Democrats in the state House of Representatives on Monday introduced a package of bills they say would help renters and homeowners, including a proposal to grant Wolf the ability to further extend the moratorium. For now, its expiration clears the way for thousands of eviction proceedings that were put on hold to resume.

“What did they give you?” Kayla Watkins, 24, asked fellow demonstrators outside Philadelphia Municipal Court, referring to politicians. “They gave you $1,200 and a prayer.
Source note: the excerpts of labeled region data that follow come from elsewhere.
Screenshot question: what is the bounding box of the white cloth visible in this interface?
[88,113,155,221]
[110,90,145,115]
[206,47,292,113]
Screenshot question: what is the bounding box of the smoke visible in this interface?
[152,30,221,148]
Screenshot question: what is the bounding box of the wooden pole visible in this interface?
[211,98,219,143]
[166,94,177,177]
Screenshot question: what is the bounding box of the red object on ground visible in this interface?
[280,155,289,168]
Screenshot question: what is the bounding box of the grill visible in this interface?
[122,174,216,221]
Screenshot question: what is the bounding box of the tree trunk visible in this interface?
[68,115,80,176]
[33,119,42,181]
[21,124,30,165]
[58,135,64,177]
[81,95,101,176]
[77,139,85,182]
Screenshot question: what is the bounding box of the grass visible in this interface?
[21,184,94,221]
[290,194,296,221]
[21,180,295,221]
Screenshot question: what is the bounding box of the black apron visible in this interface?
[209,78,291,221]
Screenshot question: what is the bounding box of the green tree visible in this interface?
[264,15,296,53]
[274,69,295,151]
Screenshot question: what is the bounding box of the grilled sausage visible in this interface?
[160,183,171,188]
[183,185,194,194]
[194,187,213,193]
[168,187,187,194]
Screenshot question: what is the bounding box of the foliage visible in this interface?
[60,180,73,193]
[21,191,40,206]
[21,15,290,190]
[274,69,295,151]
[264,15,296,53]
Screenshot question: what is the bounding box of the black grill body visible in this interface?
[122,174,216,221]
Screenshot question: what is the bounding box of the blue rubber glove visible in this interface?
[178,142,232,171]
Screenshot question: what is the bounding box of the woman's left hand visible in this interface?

I don’t know about you, but that doesn’t pay rent for months.”

In New Jersey, Gov. Phil Murphy’s announcement brought long-awaited news. Along with movie theaters and indoor dining, indoor concert venues and performing arts centers can reopen on Friday.

Restaurants are permitted to operate at 25% capacity; movie theaters and performance venues will be capped at 25% capacity or 150 patrons, whichever is less. Moviegoers who buy tickets together may sit together, but otherwise patrons must be distanced.

“Let’s get back to gyms tomorrow, some amount of indoor dining on Friday, back to school next week,” Murphy said. “Again, none of that may be totally, completely, like-it-was-in-the-old-days normal. But those are big steps that we’re going to take together.”

Restaurants must adhere to strict disinfection practices, maintain robust ventilation systems, and post informational signs. Diners will have to remain at their tables except when going to bathrooms and wear masks when not seated, and people who don’t feel well should stay home, Health Commissioner Judith Persichilli said.

Murphy also increased the capacity limits for weddings, religious celebrations, funerals and political activities from 100 people to the lesser of either 25% capacity or 150 people.

“There is no room for error and no excuse for being a knucklehead,” Murphy said. “Let’s enjoy eating indoors again, or going to a movie, or celebrating with friends — safely and responsibly.”

The United States surpassed six million confirmed cases on Sunday.